On August 21, 116 robotics experts from 26 countries, including Canada, signed a letter calling for the United Nations to take action on the issue of lethal autonomous weapons systems, commonly known as killer robots.
The letter comes at the start of the 2017 International Joint Conference on Artificial Intelligence (IJCAI) in Melbourne, Australia. An open letter signed by more than 3,000 robotics experts and researchers, including Elon Musk and Stephen Hawking, was released on July 28 at the 2015 IJACI. These letters and the engagement of the robotics community have focused attention on the military uses of artificial intelligence and highlighted the need for regulation of lethal autonomous weapons systems. Experts are particularly concerned about the development of fully autonomous weapons—weapons that can identify, select, and target without human input.
In the 2015 letter, the experts warned, “Unlike nuclear weapons, [autonomous weapons systems] require no costly or hard-to-obtain raw materials, so they will become ubiquitous and cheap for all significant military powers to mass-produce.” In the 2017 letter, the experts stress that technological developments fast outpace regulation: “We do not have long to act. Once this Pandora’s box is opened, it will be hard to close.”

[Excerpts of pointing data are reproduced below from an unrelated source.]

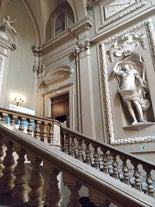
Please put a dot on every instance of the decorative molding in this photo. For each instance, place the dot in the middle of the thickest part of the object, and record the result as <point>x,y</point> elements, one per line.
<point>82,47</point>
<point>133,140</point>
<point>8,32</point>
<point>126,44</point>
<point>117,6</point>
<point>123,14</point>
<point>57,75</point>
<point>136,38</point>
<point>105,84</point>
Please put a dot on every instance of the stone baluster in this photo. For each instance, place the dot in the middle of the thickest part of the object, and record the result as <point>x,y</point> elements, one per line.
<point>73,147</point>
<point>66,143</point>
<point>37,130</point>
<point>149,181</point>
<point>20,189</point>
<point>1,155</point>
<point>21,125</point>
<point>74,187</point>
<point>7,179</point>
<point>136,176</point>
<point>88,152</point>
<point>12,120</point>
<point>80,150</point>
<point>114,165</point>
<point>96,157</point>
<point>29,128</point>
<point>52,197</point>
<point>51,132</point>
<point>35,183</point>
<point>44,132</point>
<point>3,116</point>
<point>98,199</point>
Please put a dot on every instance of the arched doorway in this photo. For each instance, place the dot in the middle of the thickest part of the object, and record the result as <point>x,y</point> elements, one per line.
<point>60,108</point>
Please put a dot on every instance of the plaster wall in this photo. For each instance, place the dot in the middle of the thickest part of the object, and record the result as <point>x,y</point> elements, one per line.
<point>20,74</point>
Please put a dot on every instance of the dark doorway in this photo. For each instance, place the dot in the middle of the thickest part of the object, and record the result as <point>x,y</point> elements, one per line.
<point>60,108</point>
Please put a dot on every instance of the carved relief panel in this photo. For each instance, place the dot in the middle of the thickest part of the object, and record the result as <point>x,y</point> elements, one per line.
<point>127,67</point>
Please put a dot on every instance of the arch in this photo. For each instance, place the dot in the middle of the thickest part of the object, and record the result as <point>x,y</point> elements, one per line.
<point>64,10</point>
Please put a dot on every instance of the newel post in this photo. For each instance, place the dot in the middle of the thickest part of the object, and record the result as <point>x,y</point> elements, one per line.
<point>52,192</point>
<point>74,187</point>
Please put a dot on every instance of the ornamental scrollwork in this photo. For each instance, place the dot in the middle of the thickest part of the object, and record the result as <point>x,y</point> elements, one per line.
<point>126,44</point>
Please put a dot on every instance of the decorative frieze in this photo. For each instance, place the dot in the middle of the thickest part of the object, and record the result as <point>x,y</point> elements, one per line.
<point>81,48</point>
<point>8,32</point>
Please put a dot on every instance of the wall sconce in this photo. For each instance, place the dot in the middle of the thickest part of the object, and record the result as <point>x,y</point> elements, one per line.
<point>19,100</point>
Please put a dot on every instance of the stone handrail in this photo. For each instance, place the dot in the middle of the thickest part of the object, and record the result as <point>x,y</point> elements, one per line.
<point>44,129</point>
<point>108,173</point>
<point>103,189</point>
<point>123,166</point>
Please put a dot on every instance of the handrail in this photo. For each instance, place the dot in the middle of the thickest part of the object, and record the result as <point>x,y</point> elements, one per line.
<point>115,191</point>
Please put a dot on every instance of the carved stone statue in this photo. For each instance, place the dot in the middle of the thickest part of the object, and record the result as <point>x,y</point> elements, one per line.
<point>132,86</point>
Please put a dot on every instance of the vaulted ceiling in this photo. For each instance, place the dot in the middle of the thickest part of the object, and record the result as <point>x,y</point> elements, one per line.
<point>40,11</point>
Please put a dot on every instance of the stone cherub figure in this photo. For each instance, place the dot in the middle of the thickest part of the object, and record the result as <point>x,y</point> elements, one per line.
<point>132,86</point>
<point>7,24</point>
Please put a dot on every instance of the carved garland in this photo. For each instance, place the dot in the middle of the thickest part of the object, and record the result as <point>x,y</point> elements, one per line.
<point>105,84</point>
<point>138,6</point>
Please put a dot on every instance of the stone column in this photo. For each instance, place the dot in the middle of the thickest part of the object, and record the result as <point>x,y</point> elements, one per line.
<point>84,87</point>
<point>38,74</point>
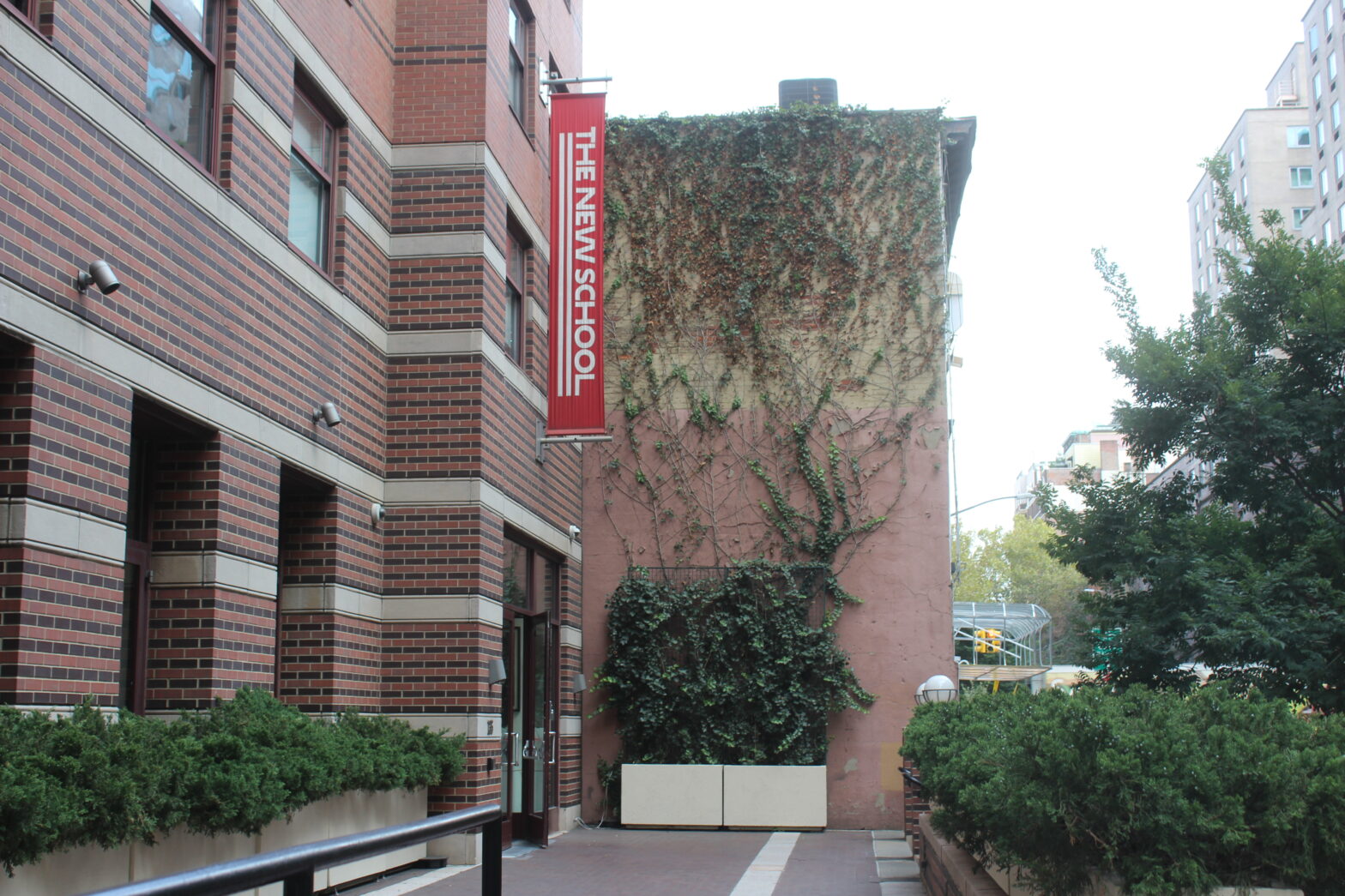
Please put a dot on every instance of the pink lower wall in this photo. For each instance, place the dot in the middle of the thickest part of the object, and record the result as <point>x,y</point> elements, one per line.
<point>899,636</point>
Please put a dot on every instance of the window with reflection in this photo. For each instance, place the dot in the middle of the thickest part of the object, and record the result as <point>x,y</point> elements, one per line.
<point>532,579</point>
<point>516,271</point>
<point>516,54</point>
<point>180,75</point>
<point>312,156</point>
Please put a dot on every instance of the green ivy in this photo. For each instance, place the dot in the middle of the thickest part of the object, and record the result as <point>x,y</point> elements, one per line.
<point>248,761</point>
<point>1174,796</point>
<point>725,670</point>
<point>772,300</point>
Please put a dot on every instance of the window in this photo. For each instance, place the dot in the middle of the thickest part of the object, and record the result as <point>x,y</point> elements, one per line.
<point>516,274</point>
<point>311,167</point>
<point>532,580</point>
<point>516,52</point>
<point>180,75</point>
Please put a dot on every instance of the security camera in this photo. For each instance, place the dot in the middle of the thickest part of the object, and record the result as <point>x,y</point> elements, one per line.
<point>329,415</point>
<point>100,274</point>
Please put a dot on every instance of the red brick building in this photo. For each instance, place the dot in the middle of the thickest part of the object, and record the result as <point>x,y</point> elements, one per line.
<point>303,202</point>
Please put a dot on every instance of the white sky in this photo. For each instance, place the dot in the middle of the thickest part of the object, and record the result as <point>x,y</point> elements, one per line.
<point>1093,118</point>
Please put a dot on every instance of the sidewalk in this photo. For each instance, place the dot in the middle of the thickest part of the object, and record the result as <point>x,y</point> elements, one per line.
<point>686,863</point>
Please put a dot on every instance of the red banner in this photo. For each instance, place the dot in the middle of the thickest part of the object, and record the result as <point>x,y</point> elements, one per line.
<point>575,406</point>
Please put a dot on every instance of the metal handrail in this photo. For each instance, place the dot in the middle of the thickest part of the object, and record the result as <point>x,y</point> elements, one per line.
<point>295,867</point>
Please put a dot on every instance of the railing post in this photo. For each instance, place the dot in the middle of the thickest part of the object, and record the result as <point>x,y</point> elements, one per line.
<point>492,860</point>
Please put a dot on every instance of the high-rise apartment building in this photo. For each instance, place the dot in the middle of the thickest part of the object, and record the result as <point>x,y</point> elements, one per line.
<point>1288,155</point>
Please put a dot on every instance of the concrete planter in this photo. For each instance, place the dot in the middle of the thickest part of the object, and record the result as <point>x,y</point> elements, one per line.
<point>90,868</point>
<point>724,796</point>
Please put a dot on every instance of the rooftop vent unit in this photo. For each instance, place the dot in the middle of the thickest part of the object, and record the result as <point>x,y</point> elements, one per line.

The two Canadian signatories of the more recent letter are Ryan Gariepy of the Waterloo-based Clearpath Robotics and Yoshua Bengio, founder of Montreal-based Element AI. Ryan Gariepy has been a leading voice of the Canadian robotics industry, calling for regulation and ultimately a ban on fully autonomous systems. Gariepy, as quoted in The Guardian, said, “Unlike other potential manifestations of AI which still remain in the realm of science fiction, autonomous weapons systems are on the cusp of development right now and have a very real potential to cause significant harm to innocent people along with global instability.”
The date of the 2017 letter is also important: it was supposed to be the start of meetings of the UN Convention on Certain Conventional Weapons (CCW) in Geneva, Switzerland. In particular, it was supposed to be the start of meetings of the Group of Governmental Experts, a much anticipated step in the process of creating meaningful regulation and preventing an arms race in what experts have called the “third revolution of warfare.” However, the GGE meetings were cancelled when a number of countries did not pay their UN dues. The GGE meetings have been rescheduled for November.
The CCW has been examining the issue of killer robots since 2014. The Campaign to Stop Killer Robots, to which Project Ploughshares belongs, has called for a preemptive ban. This call has been endorsed by 19 countries so far. Canada has taken a more cautious approach, calling for more discussions and asking for the GGE to provide a clearer definition of “meaningful human control”—which means that humans should always be involved in critical decisions made by a weapons systems, such as the decision to kill.
With the November meetings in mind, we call for countries such as Canada to heed these calls from experts and to take measures that will protect the world from this danger.